Calgary Herald

UN stance on energy projects lacks nuance

Awaiting consent of all First Nations is unworkable,

- Sandy Carpenter says.

The UN Committee on the Eliminatio­n of Racial Discrimina­tion recently called for a suspension of three Canadian infrastruc­ture projects: BC Hydro’s Site C Project, TC Energy’s Coastal Gaslink Project and Trans Mountain’s TMX Project.

The committee believes that since not all First Nations have given their “free, prior and informed consent,” the projects shouldn’t proceed. A short time later, the B.C. human rights commission­er echoed the committee’s position.

The response was immediate, particular­ly on Coastal Gaslink where a subset of Wet’suwet’en Nation hereditary chiefs is preventing constructi­on in defiance of a court order. Numerous Indigenous leaders have castigated the committee and commission­er for ignoring overwhelmi­ng Indigenous support for the project, and truly nation-changing opportunit­ies for some First Nations.

There are also other reasons to be troubled by the committee and commission­er’s positions. The calls for the free, prior, and informed consent of all First Nations appear to be based on the UN Declaratio­n on the Rights of Indigenous Peoples. UNDRIP is a non-binding declaratio­n setting out aspiration­al standards for the human rights of Indigenous peoples. The declaratio­n refers to free, prior, and informed consent on six different occasions, addressing different actions that might affect Indigenous peoples. Given its nature, the language in the declaratio­n is broad and indiscrimi­nate. As a result, it doesn’t easily lend itself to the nuances of individual situations. However, the UN has confirmed that consent is not expected nor required in all circumstan­ces. Importantl­y, the declaratio­n also expressly recognizes the need for limits on the rights in the declaratio­n to respect the rights of others. Unfortunat­ely, these balances aren’t accounted for in either the committee or commission­er’s blunt applicatio­ns.

Ironically, the committee and commission­er’s calls closely follow the passage of legislatio­n in B.C. to implement UNDRIP, and the federal government reaffirmin­g its intention to do so, events the commission­er uses to try to buttress her argument. However, as the B.C. government has made clear, its legislatio­n — which was co-developed with First Nations’ leadership — does not make UNDRIP law. Rather, it requires the government to take measures, in consultati­on and co-operation with the Indigenous peoples of B.C., to align the laws of B.C. with the declaratio­n’s objectives, as determined through mutual agreement.

Finally, both the committee and the commission­er ignore existing Canadian laws. Canada has a dark legacy of using its laws against Indigenous peoples, but it is also one of only a small number of countries where Indigenous rights are enshrined in its Constituti­on.

Indigenous groups can go to court in Canada to establish their rights, including to attempt to establish that their traditiona­l laws prevail over all others. Perhaps more significan­tly, even when an Indigenous group hasn’t proven its rights, it can still go to court to argue its rights weren’t properly respected during a government decision-making process, including arguing their consent is needed before a project can proceed. Unfortunat­ely, the hereditary chiefs who oppose Coastal Gaslink didn’t pursue either of these opportunit­ies, which also seems to have been ignored by both the committee and commission­er.

The committee and commission­er conclude by expressing hope for a peaceful resolution and concerns about threats of violence; albeit pointing their collective fingers in only one direction.
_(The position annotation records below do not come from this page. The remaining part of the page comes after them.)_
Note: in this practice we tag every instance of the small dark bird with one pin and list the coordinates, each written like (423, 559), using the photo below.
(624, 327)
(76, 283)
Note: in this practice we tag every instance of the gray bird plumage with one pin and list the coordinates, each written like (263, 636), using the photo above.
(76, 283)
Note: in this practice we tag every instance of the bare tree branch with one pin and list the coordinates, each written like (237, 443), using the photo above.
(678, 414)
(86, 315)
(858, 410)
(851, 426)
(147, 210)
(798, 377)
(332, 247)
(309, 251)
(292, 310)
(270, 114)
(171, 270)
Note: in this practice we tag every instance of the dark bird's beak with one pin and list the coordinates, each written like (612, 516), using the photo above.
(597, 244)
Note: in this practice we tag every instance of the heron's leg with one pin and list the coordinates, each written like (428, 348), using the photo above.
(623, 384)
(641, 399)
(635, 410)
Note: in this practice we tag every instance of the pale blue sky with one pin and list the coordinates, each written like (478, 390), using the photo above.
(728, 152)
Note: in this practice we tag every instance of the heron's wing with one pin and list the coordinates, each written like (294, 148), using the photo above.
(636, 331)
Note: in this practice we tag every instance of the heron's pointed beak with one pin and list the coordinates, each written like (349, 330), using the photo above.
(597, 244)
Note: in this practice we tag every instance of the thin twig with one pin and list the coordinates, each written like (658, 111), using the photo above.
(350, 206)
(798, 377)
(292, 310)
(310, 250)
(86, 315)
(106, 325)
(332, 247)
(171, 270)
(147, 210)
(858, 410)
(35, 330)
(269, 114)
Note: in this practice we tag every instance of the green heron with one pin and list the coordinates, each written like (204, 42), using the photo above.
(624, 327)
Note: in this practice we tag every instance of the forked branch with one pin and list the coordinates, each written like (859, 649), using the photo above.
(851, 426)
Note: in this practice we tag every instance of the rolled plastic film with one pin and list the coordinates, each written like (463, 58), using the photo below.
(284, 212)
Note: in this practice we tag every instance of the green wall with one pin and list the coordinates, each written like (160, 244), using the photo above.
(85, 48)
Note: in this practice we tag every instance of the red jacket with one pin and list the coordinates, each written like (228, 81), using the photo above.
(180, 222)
Hopefully, we can at least agree that we all want a peaceful resolution.

Hopefully, we can also agree that we share a goal of finally ending discrimina­tion against Indigenous people. But, with respect, that path isn’t going to be achieved by advocating that nothing should happen unless all Indigenous people consent to it; history has taught us that’s almost certain to be a recipe for nothing to happen.

Ending discrimina­tion also isn’t going to be achieved by encouragin­g Indigenous people to engage in self-help remedies rather than, if necessary, resolving our difference­s in court; respecting the law can’t only be for the alleged oppressors.

Finally, ending discrimina­tion isn’t going to be achieved by fanning the flames on people’s fears about the declaratio­n. If B.C.’S legislatio­n is going to succeed, it will be because it’s based on mutual recognitio­n and respect, and showing that Indigenous and non-indigenous people can work together, not encouragin­g the lawless pursuit of unilateral action and uncertaint­y.

Sandy Carpenter is co-founder of Canadian Regulatory and Indigenous Law and widely recognized as one of the leading experts in regulatory and Indigenous law in Canada.